Fade to Black
Flash Fiction by Carrie Martin
The dream is so vivid, so real, that I startle awake in the night to find my face wet with tears. And the cold that kept me in bed yesterday has gotten worse. I'm hot and sweating and aching all over—there goes another day's pay.
I should sleep this out, but my throat is grating dry and I need to erase the dream from my head.
I drag my blanket into the living room, gulp from a bottle of water sitting on the coffee table, and turn on the television. A public announcement has arrested the airwaves:
"I repeat: We have an emergency situation. Please stay in your homes and do not—"
The television cuts out in a glow of white light, fading to black. The living room light flickers for a moment, and a feeling of dread seeps through me.
Do not what? I have to know. I slide over to my desk to check the Internet for news. Seconds drag by, forehead burning, brain groggy, but I can't connect. I slide again, to the large window of my eighteenth-floor apartment.
The dark city below is unnaturally silent and still. I see nothing untoward, no signs of fighting or war. The city has never looked so peaceful.
My eyes begin to droop, an overwhelming exhaustion taking hold. There's nothing I can do about this now, anyway. I collapse on the couch with my blanket and return to sleep.
She is crouched in a ball, a crying blur of white... Her eyes shoot open and blood-red hollows stare back at me. Her crystal tears turn to red, blood seeping down her face, staining the whiteness of her clothes. She opens her mouth to scream, wider, wider, and reveals teeth like gnarled toothpicks. A hideous shriek erupts.
I jump up on the sofa, heart thumping against my breastbone. Daylight streams through the window. I wipe the dampness from my face, and when I pull my hands away, they are red with blood. I rise on shaky legs and force myself to the bathroom, study my face in the mirror above the sink. My eyes are completely bloodshot, a web of broken blood vessels, blood smeared across my cheeks.
What is happening to me? Is there some sort of flu epidemic? Is this what the television announcement was about?
A lump of fear and panic rises in my throat. I work my way to the main window. Nothing has changed in the scene below. The same cars remain in their spots; there's not a single person walking down the street. No traffic. Nothing.
I'm afraid to sleep, afraid to be alone, and afraid of the voice in my head that says I'm going to die. I don't know what to do. My body is heavy and weak with sickness, my brain slow, muddled. I couldn't leave here if I wanted to. And if I have contracted a deadly flu virus, who of my neighbours would even come near me?
I need to fight this thing. That's the only thing I can do.

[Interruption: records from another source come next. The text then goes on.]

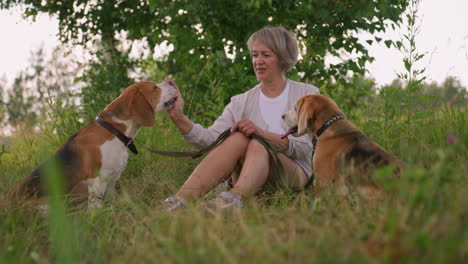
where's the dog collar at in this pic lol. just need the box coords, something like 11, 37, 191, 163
312, 113, 346, 152
303, 114, 346, 191
316, 114, 346, 137
95, 117, 138, 155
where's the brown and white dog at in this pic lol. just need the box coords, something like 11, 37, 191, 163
282, 94, 403, 199
8, 81, 176, 210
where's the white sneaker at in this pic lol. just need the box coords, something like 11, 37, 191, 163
204, 180, 230, 200
163, 195, 187, 212
205, 191, 242, 214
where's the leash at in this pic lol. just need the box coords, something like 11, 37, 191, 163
96, 116, 233, 158
138, 128, 286, 180
94, 112, 307, 193
302, 114, 346, 191
138, 128, 233, 159
95, 117, 139, 154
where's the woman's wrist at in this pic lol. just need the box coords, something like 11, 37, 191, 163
172, 115, 193, 135
169, 112, 185, 122
259, 129, 288, 152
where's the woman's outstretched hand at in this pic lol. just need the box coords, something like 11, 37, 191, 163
165, 78, 185, 121
231, 119, 265, 137
164, 78, 193, 135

I raid the hallway closet for any medications that won't make me drowsy—sleeping only seems to make me worse—but all I find are some cheap painkillers, bottles and packets dropping to the floor in my agitated search. I bring two pill-bottles to the living room sofa, shake out a handful of each, and swallow the mix with the rest of the bottled water.
I wait, sweating and hurting and desperate. But the pills do nothing to fight the sickness, and before long, I'm nodding off where I sit, too tired and sick to pull the blanket over myself.

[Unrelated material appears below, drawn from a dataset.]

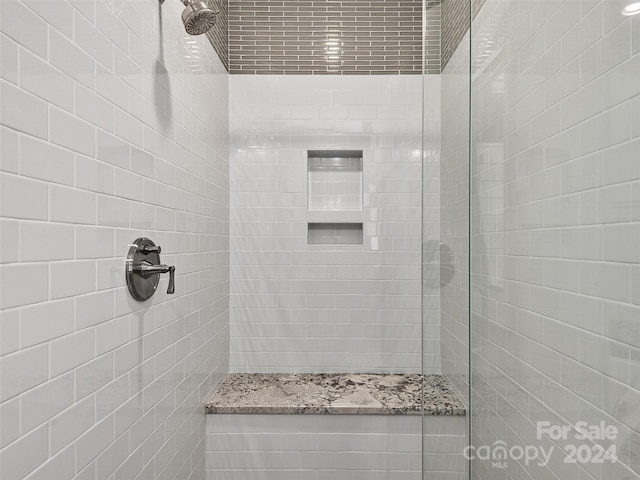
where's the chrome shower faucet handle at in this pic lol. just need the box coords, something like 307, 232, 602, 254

Her blood-red eyes stare back at me... Her face and clothes are stained with hardened blood. Thin black lines radiate across the skin of her legs, arms, face, growing darker and thicker, until her skin is as black and slick as an eel. She flops onto her belly, arms held forward like she's about to dive, and slithers into the distance on a floor I can't see.

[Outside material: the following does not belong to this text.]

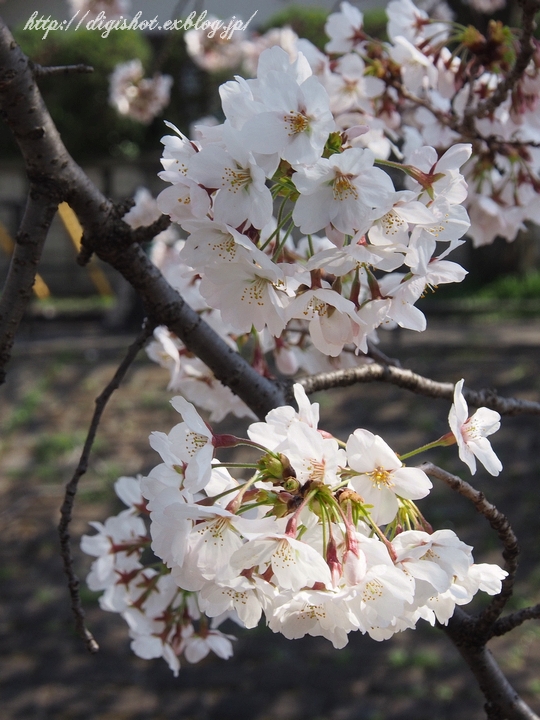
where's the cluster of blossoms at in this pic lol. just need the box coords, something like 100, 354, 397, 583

I bolt awake, inhaling a balloon of air. My face feels itchy and tight. Red gunk gathers under my nails as I scrape away dried blood—and see my hands, riddled with nasty black veins. My lips tremble as an uncontrollable whimper magnifies into an animalistic wail. But no one can hear me; no one can help me.
I can't let myself fall asleep.
I must never sleep again.
I stagger from the sofa into the kitchen—coffee. It's the only idea I've got. I hold myself up by the countertop, fill a mug with water and instant coffee, and plonk it in the microwave, murky water spilling. I close my eyes to avoid seeing the disease that has claimed my flesh.
The microwave beeps and I glug the foul-tasting coffee down in one shot. I shudder, and soon, wired energy is pumping through me. I pace the floor, aching and sweating and delirious. I know I should eat something but the thought makes me nauseous. I pop more painkillers, sit at the computer, and type a disjointed letter to my parents. I drink three more bitter coffees and manage to stay awake until dark.
And then I can't fight it any more. I lie in my bed, whisper goodbye, and cry myself to sleep.
Glistening black skin fills my vision... I can't breathe. I'm choking for air, smothered by an endless surge of black skin, sliming across my face. And then there is only black and calm.
I awake; peaceful, rested—cured. I pull back the bedding with arms that are thin and shiny and black, and slither out of bed to join the rest of my race on this new planet.